When the Internet Protocol version 4 (IPv4) was defined in the late 1970s, 32-bit addresses were seen as sufficient to cope with the future growth in terms of connected devices. However, with the rapid growth of the Internet in the 1980s it quickly became obvious that the Internet would run out of addresses relatively quickly. In the 1990s Classless Interdomain Routing (CIDR) and Network Address Translation (NAT) were introduced. CIDR allows a more fine-grained allocation of addresses than the original class-based system, and NAT allows hosts with private addresses, that can be reused in different networks, to communicate with the public Internet. CIDR and NAT successfully slowed the consumption of IPv4 addresses.

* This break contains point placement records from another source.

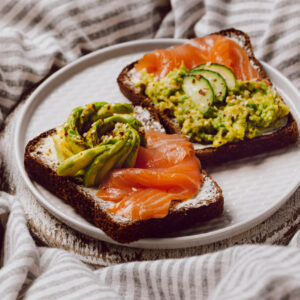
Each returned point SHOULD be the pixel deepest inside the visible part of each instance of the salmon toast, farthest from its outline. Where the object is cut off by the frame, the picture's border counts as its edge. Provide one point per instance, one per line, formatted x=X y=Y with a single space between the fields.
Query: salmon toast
x=165 y=170
x=212 y=48
x=215 y=92
x=165 y=191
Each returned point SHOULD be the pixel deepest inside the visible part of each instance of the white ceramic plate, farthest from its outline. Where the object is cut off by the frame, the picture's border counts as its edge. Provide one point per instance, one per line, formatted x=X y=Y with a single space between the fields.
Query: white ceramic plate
x=253 y=188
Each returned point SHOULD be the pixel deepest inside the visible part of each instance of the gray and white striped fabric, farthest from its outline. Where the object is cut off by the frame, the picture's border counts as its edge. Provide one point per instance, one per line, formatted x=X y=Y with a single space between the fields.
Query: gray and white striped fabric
x=38 y=37
x=242 y=272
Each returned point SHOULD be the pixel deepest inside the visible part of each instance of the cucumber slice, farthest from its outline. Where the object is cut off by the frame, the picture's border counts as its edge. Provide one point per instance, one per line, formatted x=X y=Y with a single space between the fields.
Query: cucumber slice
x=224 y=71
x=200 y=91
x=216 y=81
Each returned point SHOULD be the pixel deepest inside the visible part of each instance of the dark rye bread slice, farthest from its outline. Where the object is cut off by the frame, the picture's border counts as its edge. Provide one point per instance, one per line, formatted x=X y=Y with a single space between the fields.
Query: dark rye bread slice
x=280 y=138
x=40 y=164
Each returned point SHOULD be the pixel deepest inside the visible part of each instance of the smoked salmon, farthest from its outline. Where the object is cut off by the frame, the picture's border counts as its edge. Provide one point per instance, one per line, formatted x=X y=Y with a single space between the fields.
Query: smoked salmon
x=167 y=169
x=212 y=48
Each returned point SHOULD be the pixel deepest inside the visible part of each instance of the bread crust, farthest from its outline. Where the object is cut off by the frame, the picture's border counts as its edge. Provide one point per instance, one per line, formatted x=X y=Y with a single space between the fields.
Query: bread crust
x=70 y=191
x=231 y=151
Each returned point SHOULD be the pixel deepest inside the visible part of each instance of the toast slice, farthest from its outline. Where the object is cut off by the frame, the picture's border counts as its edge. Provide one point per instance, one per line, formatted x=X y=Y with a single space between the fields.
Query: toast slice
x=276 y=139
x=41 y=164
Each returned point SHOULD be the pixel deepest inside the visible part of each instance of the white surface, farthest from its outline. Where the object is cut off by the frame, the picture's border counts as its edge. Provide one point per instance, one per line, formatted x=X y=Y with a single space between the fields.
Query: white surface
x=253 y=188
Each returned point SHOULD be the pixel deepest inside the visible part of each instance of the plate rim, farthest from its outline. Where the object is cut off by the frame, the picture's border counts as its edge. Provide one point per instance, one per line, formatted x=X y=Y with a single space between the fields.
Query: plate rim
x=149 y=243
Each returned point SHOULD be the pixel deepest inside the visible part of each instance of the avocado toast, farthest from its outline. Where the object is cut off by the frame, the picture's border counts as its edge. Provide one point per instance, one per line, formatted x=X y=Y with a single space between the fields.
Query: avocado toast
x=75 y=177
x=228 y=111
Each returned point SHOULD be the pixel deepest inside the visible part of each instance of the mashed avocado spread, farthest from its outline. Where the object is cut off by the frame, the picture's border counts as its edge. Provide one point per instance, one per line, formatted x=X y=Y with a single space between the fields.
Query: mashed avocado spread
x=248 y=108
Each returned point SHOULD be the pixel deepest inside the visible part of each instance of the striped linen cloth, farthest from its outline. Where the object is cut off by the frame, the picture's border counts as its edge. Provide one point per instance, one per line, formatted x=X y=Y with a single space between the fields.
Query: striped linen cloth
x=38 y=37
x=241 y=272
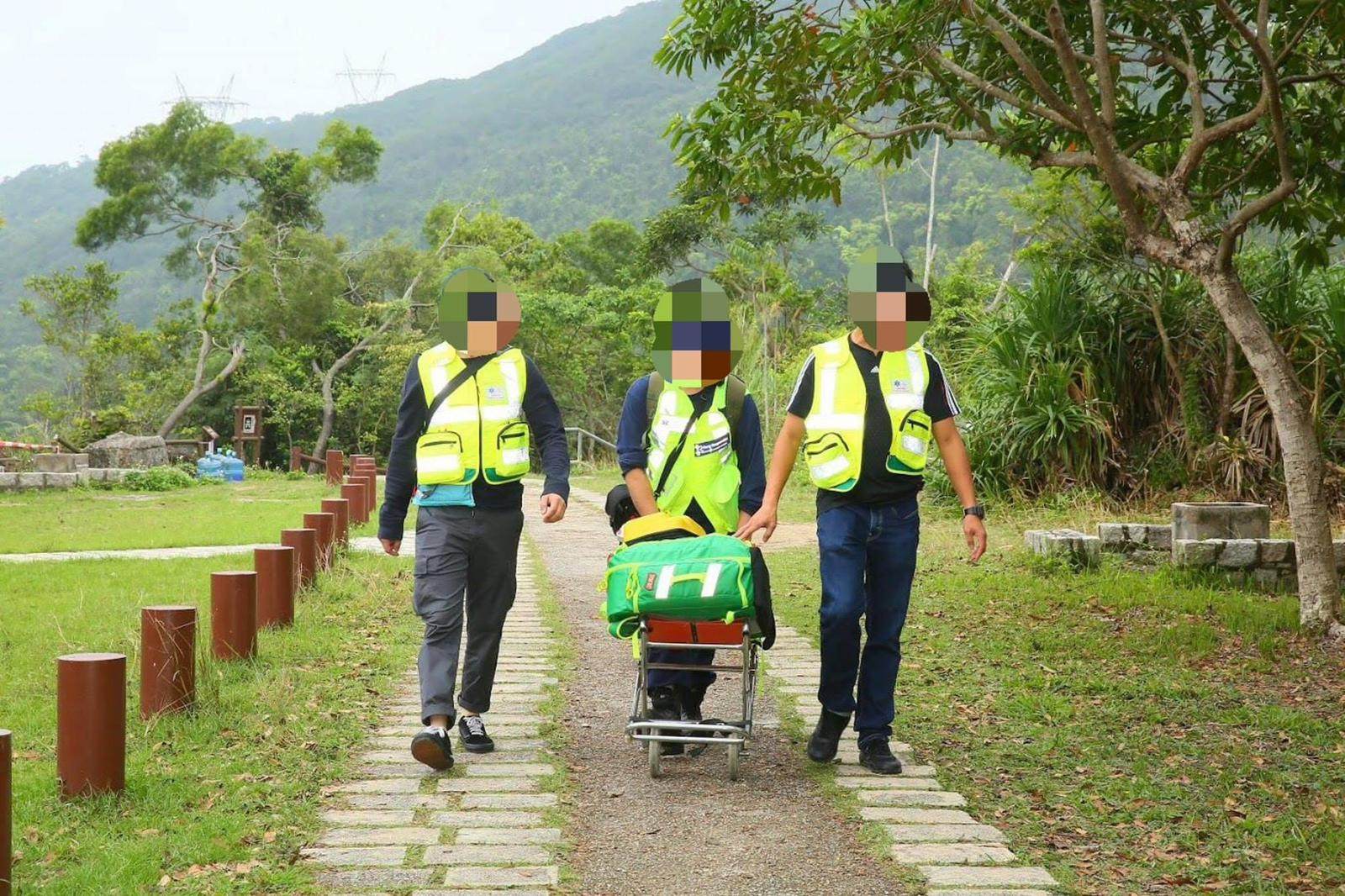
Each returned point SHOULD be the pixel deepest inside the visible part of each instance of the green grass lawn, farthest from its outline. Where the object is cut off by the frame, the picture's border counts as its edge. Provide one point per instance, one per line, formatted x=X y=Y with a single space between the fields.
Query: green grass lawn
x=94 y=519
x=222 y=799
x=1131 y=730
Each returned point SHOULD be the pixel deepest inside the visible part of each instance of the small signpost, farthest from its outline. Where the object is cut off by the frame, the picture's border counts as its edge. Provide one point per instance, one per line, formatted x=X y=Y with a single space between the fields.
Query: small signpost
x=248 y=434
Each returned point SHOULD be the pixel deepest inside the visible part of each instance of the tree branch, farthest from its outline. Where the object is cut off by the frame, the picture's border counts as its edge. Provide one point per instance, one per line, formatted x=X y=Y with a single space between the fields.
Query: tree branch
x=997 y=92
x=1024 y=64
x=1102 y=64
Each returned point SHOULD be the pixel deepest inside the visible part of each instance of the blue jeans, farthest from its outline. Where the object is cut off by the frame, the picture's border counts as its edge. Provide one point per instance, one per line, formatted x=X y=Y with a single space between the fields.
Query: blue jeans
x=868 y=556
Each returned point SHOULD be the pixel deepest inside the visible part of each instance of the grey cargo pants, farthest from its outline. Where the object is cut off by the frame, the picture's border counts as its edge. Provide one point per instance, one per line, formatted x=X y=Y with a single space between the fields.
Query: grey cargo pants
x=463 y=556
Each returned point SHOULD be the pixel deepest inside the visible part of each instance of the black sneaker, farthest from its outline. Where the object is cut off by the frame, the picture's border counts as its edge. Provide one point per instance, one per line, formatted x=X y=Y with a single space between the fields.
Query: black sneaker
x=826 y=736
x=472 y=730
x=876 y=755
x=663 y=707
x=432 y=748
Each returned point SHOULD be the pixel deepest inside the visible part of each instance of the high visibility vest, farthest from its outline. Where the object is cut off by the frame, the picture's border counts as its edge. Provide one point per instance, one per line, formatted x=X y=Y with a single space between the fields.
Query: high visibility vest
x=479 y=430
x=834 y=441
x=706 y=470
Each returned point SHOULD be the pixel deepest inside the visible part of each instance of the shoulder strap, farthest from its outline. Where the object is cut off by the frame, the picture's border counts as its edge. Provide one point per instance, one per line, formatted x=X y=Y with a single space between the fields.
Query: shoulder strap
x=651 y=397
x=677 y=452
x=463 y=376
x=735 y=398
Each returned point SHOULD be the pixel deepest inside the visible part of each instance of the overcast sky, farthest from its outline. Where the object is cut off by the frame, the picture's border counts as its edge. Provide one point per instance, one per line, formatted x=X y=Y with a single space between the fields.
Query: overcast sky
x=78 y=73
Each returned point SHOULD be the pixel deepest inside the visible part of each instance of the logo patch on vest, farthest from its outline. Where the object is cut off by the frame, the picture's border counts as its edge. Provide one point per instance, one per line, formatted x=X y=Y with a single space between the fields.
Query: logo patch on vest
x=712 y=447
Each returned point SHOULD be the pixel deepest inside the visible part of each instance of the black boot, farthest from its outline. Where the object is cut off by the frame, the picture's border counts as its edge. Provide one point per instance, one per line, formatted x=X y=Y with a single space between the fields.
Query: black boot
x=876 y=755
x=826 y=736
x=663 y=707
x=689 y=697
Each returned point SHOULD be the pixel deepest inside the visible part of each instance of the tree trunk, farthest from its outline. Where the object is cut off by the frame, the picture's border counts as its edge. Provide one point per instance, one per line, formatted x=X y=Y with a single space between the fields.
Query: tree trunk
x=1228 y=387
x=329 y=416
x=1305 y=470
x=934 y=183
x=199 y=385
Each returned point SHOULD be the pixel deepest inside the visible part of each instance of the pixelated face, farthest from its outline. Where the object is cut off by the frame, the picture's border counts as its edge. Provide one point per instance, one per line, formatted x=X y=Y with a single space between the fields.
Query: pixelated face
x=477 y=315
x=887 y=303
x=696 y=342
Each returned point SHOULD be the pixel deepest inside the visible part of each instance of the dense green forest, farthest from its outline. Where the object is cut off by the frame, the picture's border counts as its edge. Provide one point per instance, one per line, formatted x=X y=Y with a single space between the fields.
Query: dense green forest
x=564 y=134
x=1087 y=369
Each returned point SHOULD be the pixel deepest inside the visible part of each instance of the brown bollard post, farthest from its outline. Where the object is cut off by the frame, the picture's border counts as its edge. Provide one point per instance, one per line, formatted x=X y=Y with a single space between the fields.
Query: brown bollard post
x=354 y=493
x=304 y=541
x=275 y=586
x=167 y=660
x=340 y=508
x=233 y=615
x=370 y=481
x=92 y=724
x=335 y=467
x=326 y=526
x=6 y=813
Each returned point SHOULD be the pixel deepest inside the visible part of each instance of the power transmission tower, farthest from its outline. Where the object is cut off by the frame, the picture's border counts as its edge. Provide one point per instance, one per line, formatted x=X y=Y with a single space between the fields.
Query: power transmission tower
x=367 y=84
x=219 y=107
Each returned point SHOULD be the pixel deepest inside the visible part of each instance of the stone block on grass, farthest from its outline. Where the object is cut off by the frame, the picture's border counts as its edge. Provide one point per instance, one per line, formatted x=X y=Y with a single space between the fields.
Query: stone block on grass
x=518 y=876
x=488 y=855
x=920 y=833
x=952 y=855
x=954 y=876
x=356 y=856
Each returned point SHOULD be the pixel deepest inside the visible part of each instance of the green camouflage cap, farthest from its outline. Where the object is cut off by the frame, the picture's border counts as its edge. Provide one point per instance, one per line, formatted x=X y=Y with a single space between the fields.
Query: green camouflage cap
x=477 y=315
x=696 y=342
x=887 y=302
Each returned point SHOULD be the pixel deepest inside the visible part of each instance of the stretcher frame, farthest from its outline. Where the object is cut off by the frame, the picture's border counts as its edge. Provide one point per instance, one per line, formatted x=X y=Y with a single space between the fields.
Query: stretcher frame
x=654 y=732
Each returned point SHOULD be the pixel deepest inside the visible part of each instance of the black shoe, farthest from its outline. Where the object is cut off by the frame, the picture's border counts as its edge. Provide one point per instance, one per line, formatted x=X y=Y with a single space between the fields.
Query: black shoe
x=663 y=707
x=472 y=730
x=689 y=700
x=826 y=736
x=432 y=748
x=876 y=755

Meanwhile IP version 6 (IPv6) was developed with 128-bit addresses, making the address space so large that it is very unlikely to be ever exhausted. IPv6 was already standardised in 1998, but it was not deployed by most organisations for many years. The main reason for IPv6’s slow start was its incompatibility with IPv4, which requires a full infrastructure upgrade and transition techniques that allow IPv4 and IPv6 coexistence, as well as IPv6’s lack of attractive new features, other than the large address space, which makes the upgrade unattractive for first adopters. Since 2015 most of the RIRs, except AfriNIC, have run out of addresses. Yet, IPv6 is still not widely deployed in many countries.

Many of the previous studies on IPv6 were published in 2012 or earlier, but until 2012 the use of IPv6 has remained marginal. IPv6 deployment has only started to accelerate since the second half of 2012. After an accelerated deployment for a few years, it is timely to conduct another study on the deployment of IPv6. Our study focusses on Australia and China for a number of reasons.

First, both countries had low IPv6 deployment in early 2016, so the study will be very relevant to both countries. While brief macroscopic information of IPv6 deployment in Australia and China exists, detailed data about the state of IPv6-deployment and future deployment plans is unavailable. Second, by investigating Australia we can compare our results against Dell to measure how much the IPv6 deployment has accelerated in the last few years (and whether the progress matches observations from network measurement). Third, while Australia and China are similar with regards to low IPv6 deployment, they are very different economies. China is a large and still developing economy with a population much larger than the number of IPv4 addresses, whereas Australia is a small developed country with a much larger number of IPv4 addresses per capita than China. This has lead to different approaches for IPv6 adoption, i.e. while IPv6 was high on the agenda in China (and part of the 5 year plans), in Australia the reaction was more muted.

The aim of this study was to shed some light on the following questions with respect to organisations in Australia and China:

• How advanced is IPv6 deployment in organisations?
• How is IPv6 implemented, i.e. what technologies are used?
• What are the problems with IPv6 in production?
• How urgent is the transition for organisations that have not deployed IPv6 yet, how prepared are they and how quickly do they expect to transition?
• What is the motivation and key arguments for IPv6 and what are main obstacles for IPv6 deployment?
• What can be done to further speed up the IPv6 transition?
• What are alternatives to IPv6 used by organisations?